I think the while loop is more difficult to analyze. If empty($trail) && !empty($parts) loop will not execute so $pass will be also FALSE. It can be written more simply:

#14

else if (!empty($trail) && empty($parts) || empty($trail) && !empty($parts)) {
  $pass = FALSE;
}
mixing a refactor with a bug fix is not how to do things

Considering that #15 solving a problem so RTBC. I will add a new tusk to refactor while loop after fix this issue.

  • larowlan committed aba8c85 on 8.7.x 
    Issue #3025580 by alexpott, Krzysztof Domański, Kristen Pol: \Drupal\...
larowlan’s picture

larowlan
Location 🇦🇺🏝.au GMT+10
CreditAttribution: larowlan at PreviousNext commented
Status: Reviewed & tested by the community » Fixed

Committed aba8c85 and pushed to 8.7.x. Thanks!

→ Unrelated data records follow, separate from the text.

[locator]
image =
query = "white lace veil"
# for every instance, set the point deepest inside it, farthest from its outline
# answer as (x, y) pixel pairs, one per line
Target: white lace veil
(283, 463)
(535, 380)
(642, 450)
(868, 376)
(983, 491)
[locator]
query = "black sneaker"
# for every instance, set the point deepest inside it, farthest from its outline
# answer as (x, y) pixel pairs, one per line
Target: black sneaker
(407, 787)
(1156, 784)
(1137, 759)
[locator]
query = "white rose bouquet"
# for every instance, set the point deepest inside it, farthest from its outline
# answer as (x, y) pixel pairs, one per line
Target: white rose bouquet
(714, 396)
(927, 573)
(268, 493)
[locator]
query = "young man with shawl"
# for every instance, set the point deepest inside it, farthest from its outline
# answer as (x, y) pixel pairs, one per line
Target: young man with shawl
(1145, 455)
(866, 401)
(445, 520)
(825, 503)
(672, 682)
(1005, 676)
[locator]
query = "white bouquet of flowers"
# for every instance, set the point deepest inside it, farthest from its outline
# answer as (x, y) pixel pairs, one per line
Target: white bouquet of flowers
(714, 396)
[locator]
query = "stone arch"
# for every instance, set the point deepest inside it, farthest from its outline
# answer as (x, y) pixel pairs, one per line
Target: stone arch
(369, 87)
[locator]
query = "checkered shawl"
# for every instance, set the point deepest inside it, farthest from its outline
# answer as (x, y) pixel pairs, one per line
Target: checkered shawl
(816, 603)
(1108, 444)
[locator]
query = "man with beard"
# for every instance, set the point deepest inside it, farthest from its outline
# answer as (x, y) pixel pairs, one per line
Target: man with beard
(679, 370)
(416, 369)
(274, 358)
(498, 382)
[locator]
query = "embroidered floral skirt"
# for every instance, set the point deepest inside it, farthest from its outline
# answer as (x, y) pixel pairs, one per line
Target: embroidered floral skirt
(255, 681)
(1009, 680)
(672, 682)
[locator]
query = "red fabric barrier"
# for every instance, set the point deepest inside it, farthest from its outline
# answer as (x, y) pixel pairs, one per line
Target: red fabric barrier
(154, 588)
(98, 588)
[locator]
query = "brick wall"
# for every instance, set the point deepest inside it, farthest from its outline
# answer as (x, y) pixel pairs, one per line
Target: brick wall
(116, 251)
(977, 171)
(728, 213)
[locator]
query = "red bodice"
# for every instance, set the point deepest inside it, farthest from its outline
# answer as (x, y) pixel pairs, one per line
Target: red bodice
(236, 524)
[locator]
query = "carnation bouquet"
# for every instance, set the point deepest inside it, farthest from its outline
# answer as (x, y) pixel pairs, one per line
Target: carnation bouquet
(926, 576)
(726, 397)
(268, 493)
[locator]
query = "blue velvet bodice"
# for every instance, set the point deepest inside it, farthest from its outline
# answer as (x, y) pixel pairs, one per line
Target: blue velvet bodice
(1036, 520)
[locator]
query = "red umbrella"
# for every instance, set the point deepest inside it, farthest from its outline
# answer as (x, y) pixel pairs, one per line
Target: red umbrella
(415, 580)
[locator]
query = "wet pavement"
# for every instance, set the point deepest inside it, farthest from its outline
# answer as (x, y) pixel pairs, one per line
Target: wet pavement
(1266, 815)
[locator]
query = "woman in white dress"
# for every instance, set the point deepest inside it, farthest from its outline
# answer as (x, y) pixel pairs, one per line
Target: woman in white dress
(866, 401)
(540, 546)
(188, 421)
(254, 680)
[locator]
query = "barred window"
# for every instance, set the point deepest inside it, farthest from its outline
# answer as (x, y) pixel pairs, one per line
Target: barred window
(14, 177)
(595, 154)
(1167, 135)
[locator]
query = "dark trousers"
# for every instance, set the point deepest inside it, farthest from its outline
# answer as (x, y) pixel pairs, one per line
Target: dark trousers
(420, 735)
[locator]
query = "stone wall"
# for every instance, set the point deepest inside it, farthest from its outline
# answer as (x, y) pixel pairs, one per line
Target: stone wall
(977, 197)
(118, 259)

Also I think we should be leaving deprecated code alone. Otherwise we have to add a test for this and there is no test for the old trait atm.

sounds good

we could but then we'd have to duplicate the later message and message consistency is nice

not sure that is a reason on its own - we have local variables, but don't care enough to push the issue - let's just get this in

Krzysztof Domański’s picture

Krzysztof Domański
Location Poland
CreditAttribution: Krzysztof Domański at abventor commented

I added the issue in order to replace the while loop to conditional statement (#14.1).

#3030403: Improve the readability of the code in assertBreadcrumbParts

Status: Fixed » Closed (fixed)

Automatically closed - issue fixed for 2 weeks with no activity.